Conclusion: Sparse Capacity, Dense Engineering
The Mixture of Experts architecture is a pragmatic answer to a practical question: how do we increase model capacity without paying the full compute bill on every token? By activating only a small number of experts per token, MoE breaks the tight coupling between total parameters and per-token FLOPs.
The committee-of-specialists analogy captures the elegance, but the reality is more nuanced: routing, capacity, and communication are first-class constraints.
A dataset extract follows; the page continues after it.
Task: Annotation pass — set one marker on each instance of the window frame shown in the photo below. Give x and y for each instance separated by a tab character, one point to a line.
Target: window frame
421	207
As models and clusters scale, the winning recipes increasingly mix dense backbones with sparse capacity, using systems-aware training strategies to keep routers stable and experts utilized.
FAQ
How many parameters are there in Mixtral 8x7B?
Q: How many parameters are there in Mixtral 8x7B?
Mixtral 8x7B has a total of approximately 47 billion parameters. However, during inference, it only activates about 13 billion parameters per token, thanks to its Mixture of Experts architecture.
Parameter counting for MoE models is easy to get wrong because each Transformer block contains both dense components (shared by all tokens) and expert components (sparse).
Let’s break down the active parameter count for a model like Mixtral 8x7B.
- Total Parameters: ~47 Billion (Sum of all 8 experts + shared layers)
- Active Parameters: ~13 Billion (Sum of 2 active experts + shared layers)
Here is a rough breakdown of how that ~13B active number is calculated:
- Shared Components (Dense):
- Embeddings & Head: ~0.26B parameters (Vocabulary size $\times$ Hidden dimension)
- Attention Layers: ~1.3B parameters (32 layers $\times$ Attention weights). These are dense; every token uses them.
- MoE Components (Sparse):
- Experts: Each layer has 8 experts, but we only use 2 per token.
- If a single expert FFN has ~176M parameters, then 2 experts = ~352M parameters per layer.
- Across 32 layers: $32 \times 352\text{M} \approx 11.3\text{B}$ active FFN parameters.
Total Active: $0.26\text{B} \text{ (Embeds)} + 1.3\text{B} \text{ (Attn)} + 11.3\text{B} \text{ (Experts)} \approx 12.9\text{B}$ parameters.
Does MoE require high VRAM because all experts must be loaded?
Q: Does MoE require high VRAM because all experts must be loaded?
Not always. Many deployments do keep all experts in GPU memory (for simplicity and speed), but systems can also shard experts across devices, keep experts in CPU memory, or page experts in and out. The trade-off is latency and bandwidth. Compute-per-token can be low while memory and routing overhead are still significant.
Why does MoE sometimes feel slower than a dense model?
Q: Why does MoE sometimes feel slower than a dense model?
MoE adds routing overhead, token reshaping, and often an all-to-all communication step. If the implementation is not well-optimized, or if batch sizes are small, these overheads can dominate the savings from sparse computation.